Reputation: 3936
I need to extract from venue *country*, city from google search result. For example I search for "EEE Symposium on Computational intelligence for Image Processing". I'm using googles custom search api.
I get a snippet like this,
"snippet": "The Computer Security Foundations Symposium is an annual conference for
researchers in ... It was created in 1988 as a workshop of the IEEE Computer
Society Technical Committee on Security and ... CSF-26 was held at Tulane
University, New Orleans, LA, June 26-28, 2013. ... CSFW-19 program and 5-
minute talks.",
How do I extract 'Tulane University, New Orleans' from the response....mind you there are multiple results but lets assume I take only the 1st one which contains this..
Upvotes: 0
Views: 93
Reputation: 1538
This is difficult, given that you're handling natural language. There are a few possibilities. It really depends on the input.
You could try finding these using templates/regex. If you know that venues are introduced by "held at" or "organized at" etc, you can use that information to extract the venues/locations.

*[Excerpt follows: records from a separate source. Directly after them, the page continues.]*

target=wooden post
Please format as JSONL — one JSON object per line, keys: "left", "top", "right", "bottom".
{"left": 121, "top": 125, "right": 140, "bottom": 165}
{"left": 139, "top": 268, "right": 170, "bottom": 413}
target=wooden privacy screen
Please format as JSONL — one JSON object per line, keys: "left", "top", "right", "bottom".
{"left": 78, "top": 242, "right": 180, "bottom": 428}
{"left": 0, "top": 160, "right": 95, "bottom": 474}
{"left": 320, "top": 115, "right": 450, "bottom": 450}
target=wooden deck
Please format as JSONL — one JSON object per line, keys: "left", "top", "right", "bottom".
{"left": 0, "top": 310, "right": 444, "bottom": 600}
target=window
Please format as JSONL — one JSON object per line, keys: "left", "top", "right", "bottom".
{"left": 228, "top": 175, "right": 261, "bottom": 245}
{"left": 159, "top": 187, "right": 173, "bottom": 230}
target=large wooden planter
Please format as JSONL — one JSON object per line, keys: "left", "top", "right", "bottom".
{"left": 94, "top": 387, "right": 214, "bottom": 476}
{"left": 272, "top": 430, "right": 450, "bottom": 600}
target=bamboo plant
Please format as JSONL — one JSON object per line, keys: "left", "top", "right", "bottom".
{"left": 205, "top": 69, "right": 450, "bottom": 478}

You could use a POS/NE Tagger to tag the words. Using the Standford CoreNLP Pipeline yields (shortened, using only relevant sentence and information):
CSF-26 NN O was VBD O held VBN O at IN O Tulane NNP ORGANIZATION University NNP ORGANIZATION New NNP LOCATION Orleans NNP LOCATION LA NNP LOCATION June NNP DATE 26-28 CD DATE 2013 CD DATE
The word is followed by the POS tag, followed by the NE entity tag. O stands for "Other", the rest should be self explanatory. You could then look for LOCATION and surrounding LOCATION or ORGANIZATION.
You could use a database of geographical names to find COUNTRY/CITY, then look at the x surrounding words. If you can also provide a list of commonly used "venue" names, you can include that to further ameliorate the results. This step can be integrated into any other method as well.
This list is not exhaustive. It depends greatly on the variance of the input.
Upvotes: 1